Peki, kardeşim bu işlerin duyumla olmayacağını bilmiyor mu o sevgili yöneticimiz! Tabi ki olayın geçmişte olduğunu da söylemeden geçemiyor!
Ayıptır, ayıp!
Doğru mu, değil mi, insan bir araştırır.
At çamuru izi kalsın, misali...
Kaldı ki Quaresma'nın böyle bir şey yaptığına da kimse bizi inandıramaz. Yapsaydı, bugüne kadar kokusu çoktan çıkardı!
İşin perde arkası farklı... Quaresma'yı itibarsızlaştırmak, taraftar ve kamuoyu önünde küçük düşürmek.
Ayıptır, ayıp...
Ne yani Quaresma 2.5 milyon euroya inseydi, ahlaklı mı olacaktı?
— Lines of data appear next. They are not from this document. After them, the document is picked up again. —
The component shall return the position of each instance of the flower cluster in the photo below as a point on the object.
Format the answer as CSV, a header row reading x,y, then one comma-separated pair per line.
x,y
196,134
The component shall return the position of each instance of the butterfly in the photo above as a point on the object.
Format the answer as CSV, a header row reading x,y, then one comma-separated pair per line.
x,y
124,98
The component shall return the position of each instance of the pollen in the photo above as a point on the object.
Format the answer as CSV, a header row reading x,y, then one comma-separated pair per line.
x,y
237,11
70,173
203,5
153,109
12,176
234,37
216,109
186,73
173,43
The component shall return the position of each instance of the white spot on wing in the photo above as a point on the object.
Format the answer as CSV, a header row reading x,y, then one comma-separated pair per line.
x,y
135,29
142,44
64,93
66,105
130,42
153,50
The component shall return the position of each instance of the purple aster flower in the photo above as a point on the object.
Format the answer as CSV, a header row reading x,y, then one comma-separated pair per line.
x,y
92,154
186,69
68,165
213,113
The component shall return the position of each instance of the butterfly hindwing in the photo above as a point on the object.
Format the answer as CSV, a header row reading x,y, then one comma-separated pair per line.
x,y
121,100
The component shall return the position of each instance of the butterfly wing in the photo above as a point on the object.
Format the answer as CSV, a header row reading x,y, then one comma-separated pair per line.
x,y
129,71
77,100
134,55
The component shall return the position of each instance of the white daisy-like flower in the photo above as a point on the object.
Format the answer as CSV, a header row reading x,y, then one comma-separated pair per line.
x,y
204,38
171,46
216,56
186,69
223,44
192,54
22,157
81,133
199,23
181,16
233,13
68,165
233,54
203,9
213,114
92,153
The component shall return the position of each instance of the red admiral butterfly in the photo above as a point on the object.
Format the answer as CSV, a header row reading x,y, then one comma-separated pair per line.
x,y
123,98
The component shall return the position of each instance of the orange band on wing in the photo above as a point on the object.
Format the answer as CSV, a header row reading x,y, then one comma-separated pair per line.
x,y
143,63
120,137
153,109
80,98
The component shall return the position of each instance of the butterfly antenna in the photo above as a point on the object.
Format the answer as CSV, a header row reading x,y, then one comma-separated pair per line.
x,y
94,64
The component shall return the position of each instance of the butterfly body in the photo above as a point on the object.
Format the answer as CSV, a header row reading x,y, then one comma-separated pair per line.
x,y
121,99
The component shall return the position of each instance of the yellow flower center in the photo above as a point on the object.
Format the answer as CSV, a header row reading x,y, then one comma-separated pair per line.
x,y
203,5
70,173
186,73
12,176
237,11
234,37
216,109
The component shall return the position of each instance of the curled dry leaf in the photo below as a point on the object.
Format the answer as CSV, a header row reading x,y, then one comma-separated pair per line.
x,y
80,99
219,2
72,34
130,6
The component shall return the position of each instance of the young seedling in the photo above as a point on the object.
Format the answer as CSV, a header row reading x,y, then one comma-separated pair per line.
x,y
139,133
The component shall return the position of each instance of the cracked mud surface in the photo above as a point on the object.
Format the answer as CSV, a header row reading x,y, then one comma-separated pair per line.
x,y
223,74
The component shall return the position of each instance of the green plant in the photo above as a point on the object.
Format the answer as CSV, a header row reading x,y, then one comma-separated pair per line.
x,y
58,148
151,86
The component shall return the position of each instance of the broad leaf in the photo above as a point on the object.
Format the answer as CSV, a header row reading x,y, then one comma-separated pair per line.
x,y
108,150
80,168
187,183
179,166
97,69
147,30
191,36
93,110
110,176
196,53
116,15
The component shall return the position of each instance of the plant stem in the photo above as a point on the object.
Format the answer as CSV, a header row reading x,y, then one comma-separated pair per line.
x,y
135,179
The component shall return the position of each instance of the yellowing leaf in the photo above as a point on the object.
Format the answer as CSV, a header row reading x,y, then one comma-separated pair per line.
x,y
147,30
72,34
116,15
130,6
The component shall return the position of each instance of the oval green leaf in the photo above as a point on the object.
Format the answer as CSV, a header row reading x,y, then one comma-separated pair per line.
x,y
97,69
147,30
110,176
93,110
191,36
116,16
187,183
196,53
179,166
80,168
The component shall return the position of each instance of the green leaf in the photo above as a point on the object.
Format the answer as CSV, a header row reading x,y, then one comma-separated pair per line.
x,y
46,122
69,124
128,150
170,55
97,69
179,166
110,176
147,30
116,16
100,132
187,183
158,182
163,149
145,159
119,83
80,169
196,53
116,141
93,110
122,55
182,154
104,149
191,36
Bütün bu çirkin senaryolar sizin istediğini rakama inmediği için mi yazılıyor?
Valla kusura kalmayın, ama böylesi ucuz yöntemler, Beşiktaş duruşuna hiç mi hiç yakışmıyor!
Bir futbolcu krizini dahi yönetemiyorsunuz.
Bakın beyler, bu adam kimseye silah dayamadı, para konusunda... Neticede ortada bir akit var, bu aktin gereğini yerine getirmeye mecbursunuz.
Öyle ucuz yöntemlerle güya Quaresma'yı bıktırıp, gideceğini düşünüyorsanız, yanılırsınız?
Bunun en doğru yöntemi şudur, 'Gel arkadaş, al şu 2 milyonu, ya da biraz daha üstünü, sen sağ biz selamet" der, tokalaşır, veda edersiniz.
Yoksa adam takır takır parasını alır.
Vermezseniz, ikinci bir Ferrari olayı ile karşı karşıya kalırsınız!
Bizden hatırlatması, gerisi size kalmış.